José Pignatelli nació en Zaragoza (España), el 27 de diciembre de 1737. Su padre era Antonio Pignatelli, de la familia noble italiana de los duques de Monteleón, y su madre María Francisca Moncayo Fernández de Heredia y Blanes.

Fue el séptimo de nueve hermanos. Pese a la buena posición económica y social de que gozaban, José pronto conoció el dolor al morirse su madre cuando él tenía solo 4 años. Su hermana Francisca sería a partir de entonces quien le haría las veces de madre.

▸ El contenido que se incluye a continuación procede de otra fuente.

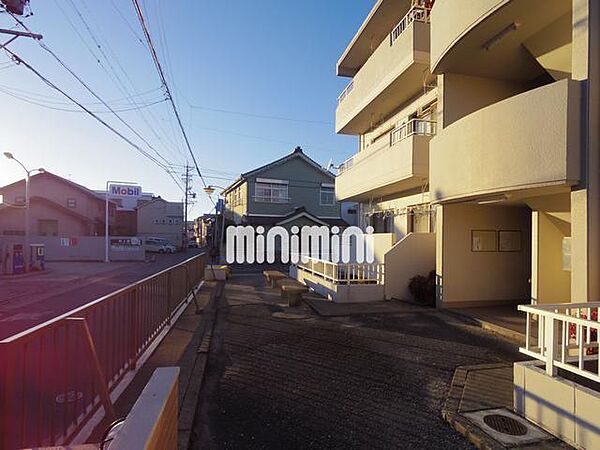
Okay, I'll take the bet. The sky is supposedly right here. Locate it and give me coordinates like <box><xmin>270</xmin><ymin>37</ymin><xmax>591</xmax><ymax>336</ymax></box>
<box><xmin>0</xmin><ymin>0</ymin><xmax>374</xmax><ymax>217</ymax></box>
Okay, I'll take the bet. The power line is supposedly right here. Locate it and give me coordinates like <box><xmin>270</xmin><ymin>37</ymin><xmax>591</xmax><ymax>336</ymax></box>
<box><xmin>7</xmin><ymin>8</ymin><xmax>182</xmax><ymax>181</ymax></box>
<box><xmin>54</xmin><ymin>0</ymin><xmax>189</xmax><ymax>165</ymax></box>
<box><xmin>0</xmin><ymin>87</ymin><xmax>167</xmax><ymax>114</ymax></box>
<box><xmin>4</xmin><ymin>47</ymin><xmax>181</xmax><ymax>189</ymax></box>
<box><xmin>189</xmin><ymin>103</ymin><xmax>334</xmax><ymax>126</ymax></box>
<box><xmin>132</xmin><ymin>0</ymin><xmax>212</xmax><ymax>195</ymax></box>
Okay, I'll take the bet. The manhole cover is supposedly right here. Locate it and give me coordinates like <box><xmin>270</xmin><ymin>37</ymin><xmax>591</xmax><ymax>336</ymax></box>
<box><xmin>483</xmin><ymin>414</ymin><xmax>527</xmax><ymax>436</ymax></box>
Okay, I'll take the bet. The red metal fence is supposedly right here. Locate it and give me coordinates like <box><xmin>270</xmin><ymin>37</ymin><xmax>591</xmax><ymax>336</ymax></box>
<box><xmin>0</xmin><ymin>251</ymin><xmax>206</xmax><ymax>450</ymax></box>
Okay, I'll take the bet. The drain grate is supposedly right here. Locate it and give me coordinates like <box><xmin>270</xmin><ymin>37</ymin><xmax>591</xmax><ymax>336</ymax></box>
<box><xmin>483</xmin><ymin>414</ymin><xmax>527</xmax><ymax>436</ymax></box>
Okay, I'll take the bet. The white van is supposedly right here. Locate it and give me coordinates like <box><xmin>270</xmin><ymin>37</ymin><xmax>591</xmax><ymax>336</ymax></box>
<box><xmin>145</xmin><ymin>237</ymin><xmax>177</xmax><ymax>253</ymax></box>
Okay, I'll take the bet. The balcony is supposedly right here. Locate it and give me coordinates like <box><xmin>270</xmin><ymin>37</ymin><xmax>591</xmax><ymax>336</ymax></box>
<box><xmin>431</xmin><ymin>0</ymin><xmax>572</xmax><ymax>82</ymax></box>
<box><xmin>335</xmin><ymin>119</ymin><xmax>436</xmax><ymax>201</ymax></box>
<box><xmin>430</xmin><ymin>80</ymin><xmax>581</xmax><ymax>202</ymax></box>
<box><xmin>336</xmin><ymin>6</ymin><xmax>429</xmax><ymax>135</ymax></box>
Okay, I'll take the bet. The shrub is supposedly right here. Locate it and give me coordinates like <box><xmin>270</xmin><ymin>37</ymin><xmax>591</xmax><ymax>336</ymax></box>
<box><xmin>408</xmin><ymin>270</ymin><xmax>435</xmax><ymax>306</ymax></box>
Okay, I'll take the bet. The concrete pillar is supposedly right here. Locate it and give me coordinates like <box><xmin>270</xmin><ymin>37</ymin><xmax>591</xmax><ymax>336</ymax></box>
<box><xmin>571</xmin><ymin>0</ymin><xmax>600</xmax><ymax>302</ymax></box>
<box><xmin>531</xmin><ymin>211</ymin><xmax>571</xmax><ymax>303</ymax></box>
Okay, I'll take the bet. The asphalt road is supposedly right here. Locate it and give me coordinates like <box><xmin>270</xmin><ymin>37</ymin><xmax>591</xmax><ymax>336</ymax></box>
<box><xmin>0</xmin><ymin>249</ymin><xmax>200</xmax><ymax>339</ymax></box>
<box><xmin>193</xmin><ymin>276</ymin><xmax>519</xmax><ymax>450</ymax></box>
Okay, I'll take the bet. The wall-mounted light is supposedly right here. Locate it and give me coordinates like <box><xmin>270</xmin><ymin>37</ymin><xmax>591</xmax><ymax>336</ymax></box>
<box><xmin>481</xmin><ymin>22</ymin><xmax>521</xmax><ymax>51</ymax></box>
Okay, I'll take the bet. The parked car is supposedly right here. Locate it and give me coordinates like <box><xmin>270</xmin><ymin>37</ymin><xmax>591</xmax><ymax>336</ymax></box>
<box><xmin>146</xmin><ymin>237</ymin><xmax>177</xmax><ymax>253</ymax></box>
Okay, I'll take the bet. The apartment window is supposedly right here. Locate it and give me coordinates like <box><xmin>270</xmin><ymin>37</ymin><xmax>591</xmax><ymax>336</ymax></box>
<box><xmin>321</xmin><ymin>186</ymin><xmax>335</xmax><ymax>206</ymax></box>
<box><xmin>254</xmin><ymin>180</ymin><xmax>290</xmax><ymax>203</ymax></box>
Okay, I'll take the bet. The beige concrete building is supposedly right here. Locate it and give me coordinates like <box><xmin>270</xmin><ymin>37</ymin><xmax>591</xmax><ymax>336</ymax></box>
<box><xmin>336</xmin><ymin>0</ymin><xmax>600</xmax><ymax>448</ymax></box>
<box><xmin>336</xmin><ymin>0</ymin><xmax>438</xmax><ymax>298</ymax></box>
<box><xmin>429</xmin><ymin>0</ymin><xmax>600</xmax><ymax>448</ymax></box>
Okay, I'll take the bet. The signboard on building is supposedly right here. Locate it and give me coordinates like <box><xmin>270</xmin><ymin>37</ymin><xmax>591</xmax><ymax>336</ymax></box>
<box><xmin>108</xmin><ymin>184</ymin><xmax>142</xmax><ymax>198</ymax></box>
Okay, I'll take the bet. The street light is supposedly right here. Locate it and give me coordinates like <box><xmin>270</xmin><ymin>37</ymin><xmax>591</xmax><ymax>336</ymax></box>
<box><xmin>204</xmin><ymin>184</ymin><xmax>226</xmax><ymax>264</ymax></box>
<box><xmin>4</xmin><ymin>152</ymin><xmax>45</xmax><ymax>272</ymax></box>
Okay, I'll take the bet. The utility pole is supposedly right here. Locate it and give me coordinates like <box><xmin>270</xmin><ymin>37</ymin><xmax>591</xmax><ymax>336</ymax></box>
<box><xmin>182</xmin><ymin>164</ymin><xmax>195</xmax><ymax>252</ymax></box>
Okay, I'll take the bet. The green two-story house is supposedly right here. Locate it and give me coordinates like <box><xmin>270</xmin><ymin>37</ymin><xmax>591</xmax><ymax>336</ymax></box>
<box><xmin>223</xmin><ymin>147</ymin><xmax>345</xmax><ymax>228</ymax></box>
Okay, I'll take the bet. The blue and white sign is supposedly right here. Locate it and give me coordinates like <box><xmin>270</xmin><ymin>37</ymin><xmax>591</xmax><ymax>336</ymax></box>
<box><xmin>108</xmin><ymin>184</ymin><xmax>142</xmax><ymax>198</ymax></box>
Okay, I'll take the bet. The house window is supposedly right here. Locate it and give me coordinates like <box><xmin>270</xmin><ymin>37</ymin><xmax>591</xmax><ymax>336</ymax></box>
<box><xmin>321</xmin><ymin>186</ymin><xmax>335</xmax><ymax>206</ymax></box>
<box><xmin>254</xmin><ymin>182</ymin><xmax>290</xmax><ymax>203</ymax></box>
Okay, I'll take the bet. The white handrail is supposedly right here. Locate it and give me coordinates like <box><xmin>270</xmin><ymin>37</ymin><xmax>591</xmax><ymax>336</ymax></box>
<box><xmin>390</xmin><ymin>119</ymin><xmax>437</xmax><ymax>145</ymax></box>
<box><xmin>296</xmin><ymin>258</ymin><xmax>385</xmax><ymax>284</ymax></box>
<box><xmin>518</xmin><ymin>303</ymin><xmax>600</xmax><ymax>383</ymax></box>
<box><xmin>338</xmin><ymin>119</ymin><xmax>437</xmax><ymax>175</ymax></box>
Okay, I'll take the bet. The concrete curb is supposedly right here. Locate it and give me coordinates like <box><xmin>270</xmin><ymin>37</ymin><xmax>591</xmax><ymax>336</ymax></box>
<box><xmin>442</xmin><ymin>363</ymin><xmax>571</xmax><ymax>450</ymax></box>
<box><xmin>439</xmin><ymin>309</ymin><xmax>525</xmax><ymax>346</ymax></box>
<box><xmin>442</xmin><ymin>363</ymin><xmax>506</xmax><ymax>450</ymax></box>
<box><xmin>177</xmin><ymin>282</ymin><xmax>224</xmax><ymax>450</ymax></box>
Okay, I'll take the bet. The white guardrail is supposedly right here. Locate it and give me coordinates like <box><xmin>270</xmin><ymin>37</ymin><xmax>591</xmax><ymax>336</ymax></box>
<box><xmin>297</xmin><ymin>258</ymin><xmax>385</xmax><ymax>284</ymax></box>
<box><xmin>519</xmin><ymin>303</ymin><xmax>600</xmax><ymax>383</ymax></box>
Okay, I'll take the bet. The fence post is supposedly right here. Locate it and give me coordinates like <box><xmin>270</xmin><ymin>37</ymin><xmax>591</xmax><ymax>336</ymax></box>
<box><xmin>167</xmin><ymin>269</ymin><xmax>175</xmax><ymax>325</ymax></box>
<box><xmin>0</xmin><ymin>344</ymin><xmax>15</xmax><ymax>448</ymax></box>
<box><xmin>544</xmin><ymin>317</ymin><xmax>557</xmax><ymax>377</ymax></box>
<box><xmin>129</xmin><ymin>287</ymin><xmax>140</xmax><ymax>370</ymax></box>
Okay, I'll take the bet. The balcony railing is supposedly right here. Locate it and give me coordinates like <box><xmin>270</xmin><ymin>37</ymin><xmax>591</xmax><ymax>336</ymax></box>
<box><xmin>297</xmin><ymin>258</ymin><xmax>385</xmax><ymax>285</ymax></box>
<box><xmin>519</xmin><ymin>303</ymin><xmax>600</xmax><ymax>383</ymax></box>
<box><xmin>390</xmin><ymin>0</ymin><xmax>433</xmax><ymax>45</ymax></box>
<box><xmin>338</xmin><ymin>119</ymin><xmax>437</xmax><ymax>175</ymax></box>
<box><xmin>338</xmin><ymin>80</ymin><xmax>354</xmax><ymax>105</ymax></box>
<box><xmin>338</xmin><ymin>0</ymin><xmax>433</xmax><ymax>105</ymax></box>
<box><xmin>390</xmin><ymin>119</ymin><xmax>437</xmax><ymax>145</ymax></box>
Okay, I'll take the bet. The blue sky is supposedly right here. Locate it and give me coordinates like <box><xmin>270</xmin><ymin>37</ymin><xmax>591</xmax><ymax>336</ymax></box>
<box><xmin>0</xmin><ymin>0</ymin><xmax>373</xmax><ymax>215</ymax></box>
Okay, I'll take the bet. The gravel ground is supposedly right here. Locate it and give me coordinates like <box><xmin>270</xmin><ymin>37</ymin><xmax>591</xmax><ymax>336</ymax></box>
<box><xmin>197</xmin><ymin>276</ymin><xmax>519</xmax><ymax>449</ymax></box>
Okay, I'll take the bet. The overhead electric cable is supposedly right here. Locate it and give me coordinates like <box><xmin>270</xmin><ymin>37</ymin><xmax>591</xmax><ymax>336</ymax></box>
<box><xmin>4</xmin><ymin>47</ymin><xmax>183</xmax><ymax>189</ymax></box>
<box><xmin>132</xmin><ymin>0</ymin><xmax>212</xmax><ymax>193</ymax></box>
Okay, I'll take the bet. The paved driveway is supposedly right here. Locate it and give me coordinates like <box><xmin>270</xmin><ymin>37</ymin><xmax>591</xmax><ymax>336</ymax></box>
<box><xmin>0</xmin><ymin>249</ymin><xmax>204</xmax><ymax>339</ymax></box>
<box><xmin>197</xmin><ymin>276</ymin><xmax>519</xmax><ymax>449</ymax></box>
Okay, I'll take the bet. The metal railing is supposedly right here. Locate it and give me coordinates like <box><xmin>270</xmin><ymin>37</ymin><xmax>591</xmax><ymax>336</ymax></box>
<box><xmin>338</xmin><ymin>119</ymin><xmax>437</xmax><ymax>175</ymax></box>
<box><xmin>0</xmin><ymin>255</ymin><xmax>206</xmax><ymax>450</ymax></box>
<box><xmin>519</xmin><ymin>303</ymin><xmax>600</xmax><ymax>383</ymax></box>
<box><xmin>390</xmin><ymin>119</ymin><xmax>437</xmax><ymax>145</ymax></box>
<box><xmin>297</xmin><ymin>258</ymin><xmax>385</xmax><ymax>284</ymax></box>
<box><xmin>390</xmin><ymin>0</ymin><xmax>431</xmax><ymax>45</ymax></box>
<box><xmin>338</xmin><ymin>80</ymin><xmax>354</xmax><ymax>105</ymax></box>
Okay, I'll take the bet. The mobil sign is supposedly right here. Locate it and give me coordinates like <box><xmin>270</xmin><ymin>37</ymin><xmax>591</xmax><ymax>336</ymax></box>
<box><xmin>108</xmin><ymin>184</ymin><xmax>142</xmax><ymax>198</ymax></box>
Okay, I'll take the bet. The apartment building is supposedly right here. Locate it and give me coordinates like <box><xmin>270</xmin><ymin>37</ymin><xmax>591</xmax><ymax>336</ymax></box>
<box><xmin>336</xmin><ymin>0</ymin><xmax>600</xmax><ymax>448</ymax></box>
<box><xmin>429</xmin><ymin>0</ymin><xmax>600</xmax><ymax>448</ymax></box>
<box><xmin>336</xmin><ymin>0</ymin><xmax>438</xmax><ymax>298</ymax></box>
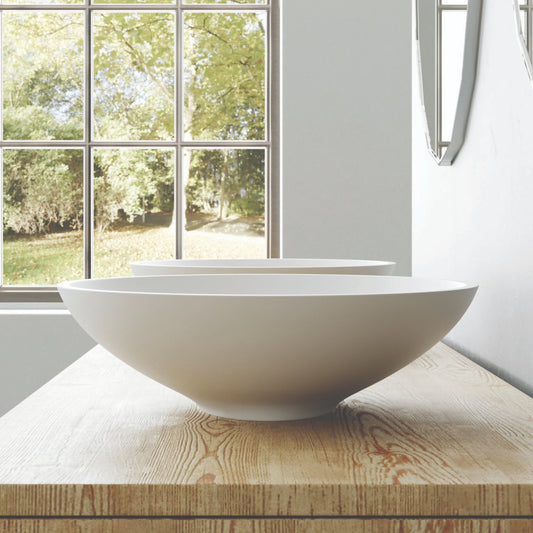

Su formación académica se desarrolló primero en Zaragoza, después en Tarragona y posteriormente en Calatayud y Manresa. Siempre en el entorno de la educación impartida por los jesuitas, primero en el colegio y después en el noviciado, donde estudió Filosofía y Humanidades.

Fue ordenado sacerdote y se le envió a Zaragoza, donde desarrollaría una intensa labor educativa y a la vez de atención a los pobres y encarcelados.

Expulsión de los jesuitas

Sin embargo, en 1767 el rey Carlos III -impulsado por la masonería- decide expulsar a los jesuitas de España. Ve en ellos un peligro porque hacen voto de obediencia al Papa y a la vez es muy suculento el beneficio económico de la desamortización de su patrimonio. A Pignatelli le toca experimentar el exilio. Por ser aristócrata, le ofrecen la posibilidad de quedarse en España (junto con su hermano) si renuncia a su vocación religiosa. Pignatelli rechaza la tentación. Lleno de confianza en la Providencia de Dios, primero vive en Civitavecchia (junto a Roma), después en Córcega y Génova, y más tarde en Bolonia, donde pasará 24 años, de 1773 a 1797.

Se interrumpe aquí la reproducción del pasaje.